According to the open letter, the rules outlined in the proposed AI Act would see generative AI would be "heavily regulated" meaning that companies implementing such technologies would face "disproportionate compliance costs and disproportionate liability risks", adding that the rules could lead to "highly innovative companies moving their activities abroad, investors withdrawing their capital from the development of European Foundation Models and European AI in general".
Instead, the letter states that "European law should confine itself to stating broad principles in a risk-based approach" and that a "dedicated regulatory body composed of experts at EU level" should be created to implement such rules.
Signatories from the wider telecoms and tech space include Altice France, Capgemini Group, Ubisoft, Siemens, Bearing Point France, ARM, Schneider Electric, Orange, Deutsche Telekom, Mistral AI, Celonis and Rakuten France.
Approved last month, the proposed EU AI Act will employ a risk-based approach.
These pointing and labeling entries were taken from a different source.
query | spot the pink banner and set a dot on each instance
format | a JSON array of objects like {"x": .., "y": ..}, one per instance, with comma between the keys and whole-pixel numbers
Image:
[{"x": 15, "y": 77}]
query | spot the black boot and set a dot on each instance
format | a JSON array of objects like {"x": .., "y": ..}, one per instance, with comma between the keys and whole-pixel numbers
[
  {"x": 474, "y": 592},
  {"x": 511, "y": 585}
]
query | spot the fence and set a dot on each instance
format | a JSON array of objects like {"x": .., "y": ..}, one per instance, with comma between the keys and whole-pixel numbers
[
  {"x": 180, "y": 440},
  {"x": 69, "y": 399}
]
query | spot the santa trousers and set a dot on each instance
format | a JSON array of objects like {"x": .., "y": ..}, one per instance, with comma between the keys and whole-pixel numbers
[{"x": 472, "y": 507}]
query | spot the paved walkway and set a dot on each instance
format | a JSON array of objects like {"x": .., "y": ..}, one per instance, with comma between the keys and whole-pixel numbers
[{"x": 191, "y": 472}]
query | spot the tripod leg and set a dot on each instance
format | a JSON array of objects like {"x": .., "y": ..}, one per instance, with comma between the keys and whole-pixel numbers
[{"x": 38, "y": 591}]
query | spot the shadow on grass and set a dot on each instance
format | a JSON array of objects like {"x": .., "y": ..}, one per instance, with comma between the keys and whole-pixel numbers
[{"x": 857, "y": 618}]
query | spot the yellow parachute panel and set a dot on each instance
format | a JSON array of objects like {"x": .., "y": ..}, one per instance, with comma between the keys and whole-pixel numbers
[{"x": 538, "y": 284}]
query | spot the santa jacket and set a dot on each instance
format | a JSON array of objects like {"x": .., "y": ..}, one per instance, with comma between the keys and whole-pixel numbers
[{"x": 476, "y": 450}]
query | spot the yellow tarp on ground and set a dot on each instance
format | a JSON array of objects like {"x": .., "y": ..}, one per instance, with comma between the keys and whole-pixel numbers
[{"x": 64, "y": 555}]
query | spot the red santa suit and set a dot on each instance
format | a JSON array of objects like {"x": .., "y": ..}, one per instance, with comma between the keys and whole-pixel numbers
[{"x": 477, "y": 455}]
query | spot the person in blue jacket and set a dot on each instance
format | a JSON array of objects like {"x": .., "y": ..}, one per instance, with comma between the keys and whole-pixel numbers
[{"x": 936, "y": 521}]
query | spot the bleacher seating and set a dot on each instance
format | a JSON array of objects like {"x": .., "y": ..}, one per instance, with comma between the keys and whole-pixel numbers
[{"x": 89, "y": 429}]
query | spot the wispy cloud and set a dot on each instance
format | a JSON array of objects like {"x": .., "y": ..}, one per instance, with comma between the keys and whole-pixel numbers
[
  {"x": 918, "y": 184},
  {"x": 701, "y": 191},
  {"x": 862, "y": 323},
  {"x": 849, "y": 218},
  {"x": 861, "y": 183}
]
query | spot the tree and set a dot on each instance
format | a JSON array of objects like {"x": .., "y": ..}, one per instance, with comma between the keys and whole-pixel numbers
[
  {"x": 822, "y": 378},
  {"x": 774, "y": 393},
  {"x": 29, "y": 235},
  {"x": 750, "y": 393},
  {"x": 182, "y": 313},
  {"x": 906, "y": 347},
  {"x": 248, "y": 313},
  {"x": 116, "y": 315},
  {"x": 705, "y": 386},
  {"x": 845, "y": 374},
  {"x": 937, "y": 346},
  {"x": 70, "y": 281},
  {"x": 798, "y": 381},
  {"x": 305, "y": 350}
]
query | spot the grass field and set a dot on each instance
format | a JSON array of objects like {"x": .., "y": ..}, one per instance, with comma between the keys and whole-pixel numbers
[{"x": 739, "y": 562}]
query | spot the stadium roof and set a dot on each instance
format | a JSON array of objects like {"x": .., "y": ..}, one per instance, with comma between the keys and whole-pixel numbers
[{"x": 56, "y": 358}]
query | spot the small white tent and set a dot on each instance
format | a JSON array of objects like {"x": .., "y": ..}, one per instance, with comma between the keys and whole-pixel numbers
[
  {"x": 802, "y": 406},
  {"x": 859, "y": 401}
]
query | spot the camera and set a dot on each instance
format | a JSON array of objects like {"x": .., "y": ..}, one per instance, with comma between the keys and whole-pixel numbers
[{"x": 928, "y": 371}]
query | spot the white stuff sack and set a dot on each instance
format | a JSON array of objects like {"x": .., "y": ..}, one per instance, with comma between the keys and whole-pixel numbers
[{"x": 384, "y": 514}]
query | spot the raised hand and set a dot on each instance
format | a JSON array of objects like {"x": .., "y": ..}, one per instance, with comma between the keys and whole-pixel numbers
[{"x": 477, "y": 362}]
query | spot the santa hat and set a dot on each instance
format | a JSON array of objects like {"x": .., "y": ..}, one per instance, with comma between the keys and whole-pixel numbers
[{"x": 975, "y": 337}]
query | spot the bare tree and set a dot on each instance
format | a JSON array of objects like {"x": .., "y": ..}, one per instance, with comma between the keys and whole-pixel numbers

Any AI deemed to pose an unacceptable level of risk to people’s safety would be prohibited, this includes those used for social scoring.
The ban also extends to any real-time remote biometric ID systems in public spaces; Post remote biometric ID systems, excluding law enforcement for the prosecution of serious crimes and only after judicial authorisation; biometric systems that use sensitive characteristics such as gender, race, ethnicity etc.
In the case of general-purpose AI, developers of foundation models are required to assess and mitigate possible risks to health, safety, fundamental rights, the environment, democracy and rule of law, as well as register their models in the EU database before their release on the EU market.
As for Generative AI systems, such as those built of ChatGPT will have to comply with transparency requirements, by disclosing that the content was AI-generated, helping distinguish so-called deep-fake images from real ones, and ensure safeguards against generating illegal content.